For anyone paying attention,
there is no shortage of issues that fundamentally challenge the
underpinning moral infrastructure of American society and the values it
claims to uphold. Under the conceptual illusion of liberty, few things
are more sobering than the amount of Americans who will spend the rest
of their lives in an isolated correctional facility – ostensibly, being
corrected. The United States of America has long held the highest incarceration rate in the world,
far surpassing any other nation. For every 100,000 Americans, 743
citizens sit behind bars. Presently, the prison population in America
consists of more than six million people, a number exceeding the amount of prisoners held in the gulags of the former Soviet Union at any point in its history.
While miserable statistics
illustrate some measure of the ongoing ethical calamity occurring in the
detainment centers inside the land of the free, only a partial picture
of the broader situation is painted.
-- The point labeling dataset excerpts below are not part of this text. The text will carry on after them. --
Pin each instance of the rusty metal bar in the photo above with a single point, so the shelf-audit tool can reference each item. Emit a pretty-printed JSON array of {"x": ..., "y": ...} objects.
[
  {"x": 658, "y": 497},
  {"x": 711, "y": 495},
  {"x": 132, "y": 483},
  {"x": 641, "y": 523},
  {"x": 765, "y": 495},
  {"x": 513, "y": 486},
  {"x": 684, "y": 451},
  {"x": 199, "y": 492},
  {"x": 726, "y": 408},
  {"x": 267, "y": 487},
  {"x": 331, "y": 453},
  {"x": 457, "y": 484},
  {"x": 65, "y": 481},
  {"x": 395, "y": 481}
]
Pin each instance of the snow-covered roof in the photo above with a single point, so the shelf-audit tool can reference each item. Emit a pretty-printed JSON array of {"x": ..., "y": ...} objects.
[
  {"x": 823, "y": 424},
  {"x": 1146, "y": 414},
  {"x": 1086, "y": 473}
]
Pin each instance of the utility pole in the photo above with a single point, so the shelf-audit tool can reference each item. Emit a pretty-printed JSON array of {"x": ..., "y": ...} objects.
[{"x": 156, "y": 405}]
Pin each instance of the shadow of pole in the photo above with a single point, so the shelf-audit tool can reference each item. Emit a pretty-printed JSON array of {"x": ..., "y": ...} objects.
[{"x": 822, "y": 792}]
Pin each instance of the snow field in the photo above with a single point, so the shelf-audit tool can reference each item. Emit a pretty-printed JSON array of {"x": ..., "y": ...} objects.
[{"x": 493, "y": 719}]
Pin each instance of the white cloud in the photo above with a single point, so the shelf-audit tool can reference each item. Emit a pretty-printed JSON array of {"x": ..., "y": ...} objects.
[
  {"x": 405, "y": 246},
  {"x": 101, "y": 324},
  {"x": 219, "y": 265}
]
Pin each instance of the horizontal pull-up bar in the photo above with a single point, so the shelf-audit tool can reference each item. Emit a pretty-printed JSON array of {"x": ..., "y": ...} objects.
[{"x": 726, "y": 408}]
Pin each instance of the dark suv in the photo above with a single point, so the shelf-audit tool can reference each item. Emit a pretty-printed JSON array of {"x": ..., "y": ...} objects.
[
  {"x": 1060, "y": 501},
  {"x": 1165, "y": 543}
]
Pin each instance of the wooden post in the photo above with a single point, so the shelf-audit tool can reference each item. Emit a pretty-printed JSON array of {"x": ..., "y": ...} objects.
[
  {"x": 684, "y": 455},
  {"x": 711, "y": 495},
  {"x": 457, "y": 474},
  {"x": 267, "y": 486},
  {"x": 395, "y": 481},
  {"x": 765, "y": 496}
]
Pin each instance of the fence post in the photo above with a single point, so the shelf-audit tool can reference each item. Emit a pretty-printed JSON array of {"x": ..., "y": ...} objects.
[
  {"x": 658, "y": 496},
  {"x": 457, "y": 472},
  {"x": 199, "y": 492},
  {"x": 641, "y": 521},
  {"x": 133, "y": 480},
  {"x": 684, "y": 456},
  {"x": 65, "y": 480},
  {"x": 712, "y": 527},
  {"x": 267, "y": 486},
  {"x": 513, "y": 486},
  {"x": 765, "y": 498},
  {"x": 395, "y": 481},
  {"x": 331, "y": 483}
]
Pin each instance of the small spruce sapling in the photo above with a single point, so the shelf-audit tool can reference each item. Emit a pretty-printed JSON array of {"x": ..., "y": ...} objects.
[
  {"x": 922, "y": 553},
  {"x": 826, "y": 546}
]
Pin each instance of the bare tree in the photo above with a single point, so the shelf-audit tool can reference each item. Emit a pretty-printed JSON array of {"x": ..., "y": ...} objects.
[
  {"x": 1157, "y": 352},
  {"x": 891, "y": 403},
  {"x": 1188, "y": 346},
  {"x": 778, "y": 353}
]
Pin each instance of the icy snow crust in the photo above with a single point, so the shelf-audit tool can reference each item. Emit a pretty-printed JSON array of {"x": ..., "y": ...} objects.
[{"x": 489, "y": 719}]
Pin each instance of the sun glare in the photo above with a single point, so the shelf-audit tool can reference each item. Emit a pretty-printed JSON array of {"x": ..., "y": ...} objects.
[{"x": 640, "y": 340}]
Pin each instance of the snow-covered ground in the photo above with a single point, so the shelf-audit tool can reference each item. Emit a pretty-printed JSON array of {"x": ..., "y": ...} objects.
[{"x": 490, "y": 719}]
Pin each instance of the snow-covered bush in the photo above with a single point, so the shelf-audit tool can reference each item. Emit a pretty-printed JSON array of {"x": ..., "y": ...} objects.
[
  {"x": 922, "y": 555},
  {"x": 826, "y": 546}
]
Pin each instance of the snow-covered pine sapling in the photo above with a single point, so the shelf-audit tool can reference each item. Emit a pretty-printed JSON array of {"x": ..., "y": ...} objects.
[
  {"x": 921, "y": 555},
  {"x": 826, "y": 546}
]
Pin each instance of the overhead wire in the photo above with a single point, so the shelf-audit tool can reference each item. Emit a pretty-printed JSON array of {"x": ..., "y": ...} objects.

While the country faces an
unprecedented economic and financial crisis, business is booming in
other fields – namely, the private prison industry. Like any other
business, these institutions are run for the purpose of turning a
profit. State and federal prisons are contracted out to private
companies who are paid a fixed amount to house each prisoner per day.
Their profits result from spending the minimum amount of state or
federal funds on each inmate, only to pocket the remaining capital. For
the corrections conglomerates of America, prosperity depends on housing
the maximum numbers of inmates for the longest potential time - as
inexpensively as possible.
By
allowing a profit-driven capitalist-enterprise model to operate over
institutions that should rightfully be focused on rehabilitation,
America has enthusiastically embraced a prison industrial complex. Under
the promise of maintaining correctional facilities at a lower cost due
to market competition, state and federal governments contract privately
run companies to manage and staff prisons, even allowing the groups to
design and construct facilities. The private prison industry is primarily led by two morally deficient entities, the Corrections
Corporation of America (CCA) and the GEO Group (formerly Wackenhut
Corrections Corporation). These companies amassed a combined revenue of over $2.9 billion in 2010, not without situating themselves in the center of political influence.